Aoun et le « nouveau » de Khaddam
Pour ceux qui ont écouté le général Michel Aoun au cours des deux derniers jours, ils sont laissés étonnés. D’une part, il considérait qu’il n’y a pas de nouvelles informations différentes de celles du rapport de Mehlis dans ce que Khaddam a dit. D’autre part, il a exigé, de manière similaire à Khaddam, quelque chose qui ressemble à être tenu pour responsable de la période où il était responsable du dossier libanais ou en tant qu’exécuteur de la politique syro-libanaise. Plus tôt, le général avait résumé le problème avec la Syrie comme une question avec des individus. Avant cela, il s’est empressé de considérer que la « question syrienne » est derrière nous.
Après ce que Khaddam a dit de l’intérieur du régime à Damas, le général n’a pas le droit de ne pas tirer de conclusions. Il ne peut pas rester équivoque au point où il est parti lors de son retour au Liban, tout en prétendant être un partisan de la vérité. Peut-il être raisonnable que le général ne « se trompe pas » avec le régime syrien une fois !?
« Hezbollah »
Il en va de même pour le Hezbollah. En d’autres termes, ce développement doit être une raison de rapprochement entre le Hezbollah et les forces prônant la consolidation et la fortification de l’indépendance libanaise vis-à-vis de la Syrie. Le Hezbollah croit-il que Khaddam est un traître payé par l’Occident et certaines forces libanaises ? Si c’est le cas, cela signifie que tout ce que Damas a récemment promu sur un « règlement » ou un « accord » entre lui et le « nouvel ordre mondial » n’est pas vrai. Dans ce cas, le Hezbollah devrait tirer les conclusions suivantes. Quelle bataille politique le Hezbollah mènera-t-il si le régime syrien est tel que l’a décrit Khaddam ? Les paroles du deuxième homme ne lui font-elles pas remettre en question les choses un peu ?

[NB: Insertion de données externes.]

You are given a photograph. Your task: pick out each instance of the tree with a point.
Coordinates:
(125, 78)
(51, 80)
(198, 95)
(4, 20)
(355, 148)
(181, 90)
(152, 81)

Ce qui a été souligné précédemment est lié à deux problèmes principaux : le premier concerne la réalisation d’une compréhension nationale sur la séparation politique entre la voie indépendante et démocratique au Liban et la relation avec la Syrie, qui ne peut pas être redressée avant que la vérité ne soit déclarée. La deuxième question est d’arriver à un accord sur le départ de Lahoud. Aoun, surtout après ce que Khaddam a annoncé au cours des deux derniers jours, doit être convaincu que « ce » président fait écho à la voix du régime en Syrie. Le Hezbollah doit également être convaincu que l’affirmation de Khaddam sur l’héroïsme en faveur de la résistance n’est pas vraie dans les événements récents et n’équivaut pas à sa compréhension en tout cas.
Enfin, il est important de mentionner ce qui a été répété ces derniers jours : le régime syrien intensifiera son agression. Cela est vrai et nécessite que les forces du 14 mars restent à l’« offensive politique », maintiennent la mobilisation populaire et prêtent attention à la situation sécuritaire tant du côté du gouvernement que du côté de la direction militaire-sécuritaire.